Software needs to serve our needs, not define our practice
Too often, the fundraising software we use isn’t flexible enough to accommodate different titles and more than one donor name in a record. (To be fair, a number of good systems DO make this possible.)
But if your organization is small or new and struggling to manage data, you might be stuck with a clunkier donor management system.
Every system needs to make it easy to track and add names and titles.
Let’s not make assumptions based on our preferences, instead of the donor’s.
Some people are perfectly happy being Mr. and Mrs. Some, like me, are emphatically not.
Some donors give only as a couple. Many make individual gifts and wish to be acknowledged that way.
Two people at the same address may be roommates – or a couple.
The only way to find out is to ask.
Ask on your forms. When you send a thank you letter, ask if the donor is being addressed properly. Call a donor to say thank you and ask how they prefer to be addressed.
Time-consuming? Yes, absolutely. But if you do a few a day, and keep your data updated properly, you’ll make progress. And if you offer donors opportunities to correct you, they’ll help keep things straightened out.
Here’s one more situation to think about: former employees. Your data entry rules shouldn’t be so unbending that they don’t accommodate this, too. If someone worked for your organization, addressing them formally adds a distance to your relationship that you don’t want. Ask them.
How you address someone – in person or in writing – says a lot about how much you respect them.
Donors who feel seen and known will also feel more connected to your organization. That’s what you want, isn’t it?
Mark Freeman says
Thanks Mary
This is so important and often overlooked. It is also important to get accents on names correct. It had never really seemed important to me, but a trustee recently thanked me for always using the correct accent when sending her emails and info. Her words were that this was incredibly important to her and that so many people didn’t bother as they did not know how to do it, I had done it without realising because I felt it was important but thinking it would probably not be noticed, I was wrong and it is now something I am more aware of.
Mark
Mary Cahalane says
Yes! What seems inconsequential to someone else – like proper spelling, accents, etc. – really matters when it’s your name. And to be fair, too many donor management systems are stuck in the 50s on this one. Assuming a couple is married. Assuming a married couple shares a name, assuming a married couple is composed of a man and a woman… We need better guidance on names and titles in the 20s, and more flexible systems that allow for the variety.

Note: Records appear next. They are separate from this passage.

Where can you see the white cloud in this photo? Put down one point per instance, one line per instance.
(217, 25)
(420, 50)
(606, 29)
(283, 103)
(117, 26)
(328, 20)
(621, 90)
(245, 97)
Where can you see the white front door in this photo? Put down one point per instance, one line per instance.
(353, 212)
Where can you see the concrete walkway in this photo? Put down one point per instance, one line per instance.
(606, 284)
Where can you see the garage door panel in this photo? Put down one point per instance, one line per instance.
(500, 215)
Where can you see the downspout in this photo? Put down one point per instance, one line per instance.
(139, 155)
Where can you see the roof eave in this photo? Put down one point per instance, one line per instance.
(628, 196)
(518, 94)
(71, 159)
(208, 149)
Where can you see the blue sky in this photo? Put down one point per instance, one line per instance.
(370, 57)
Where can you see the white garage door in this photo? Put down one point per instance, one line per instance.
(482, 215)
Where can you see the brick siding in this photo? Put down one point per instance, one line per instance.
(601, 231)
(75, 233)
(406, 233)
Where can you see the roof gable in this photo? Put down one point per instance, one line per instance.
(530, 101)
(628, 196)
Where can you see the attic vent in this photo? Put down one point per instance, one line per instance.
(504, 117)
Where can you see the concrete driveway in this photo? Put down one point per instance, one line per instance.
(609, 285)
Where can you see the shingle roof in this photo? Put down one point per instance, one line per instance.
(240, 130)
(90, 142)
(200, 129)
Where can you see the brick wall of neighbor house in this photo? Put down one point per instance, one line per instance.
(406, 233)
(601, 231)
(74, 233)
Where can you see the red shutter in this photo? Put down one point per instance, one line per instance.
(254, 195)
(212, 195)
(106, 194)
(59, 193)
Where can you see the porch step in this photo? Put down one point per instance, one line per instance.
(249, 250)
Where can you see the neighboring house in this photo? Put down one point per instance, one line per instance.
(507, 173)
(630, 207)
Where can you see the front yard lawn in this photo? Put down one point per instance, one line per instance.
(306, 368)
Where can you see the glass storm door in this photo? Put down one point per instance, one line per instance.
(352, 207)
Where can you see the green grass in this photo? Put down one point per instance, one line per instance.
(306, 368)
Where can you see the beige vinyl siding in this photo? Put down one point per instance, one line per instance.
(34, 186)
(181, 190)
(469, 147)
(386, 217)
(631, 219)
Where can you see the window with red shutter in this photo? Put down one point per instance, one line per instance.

Oh, Mary, don’t get me started on the limitations of CRMs. How about being able to have different name listings for different gifts? Most CRMs don’t even have a dedicated recognition listing field, let alone for every gift. I’ve had donors who would flip their first names every year. If a CRM has such a field, it’s usually an addressee-type that’s on the main record, not on the gift. They assume the donor listing will stay the same forever.
Oh, Dawn, you and I have been fighting that fight for decades together! Yes, it’s just nuts. One field for searching/sorting maybe, and another for salutations, addresses, recognition? That might make sense. And the ones that have limited, canned titles!
Thank you for reading, my dear friend. Someday, we’ll all sort this out!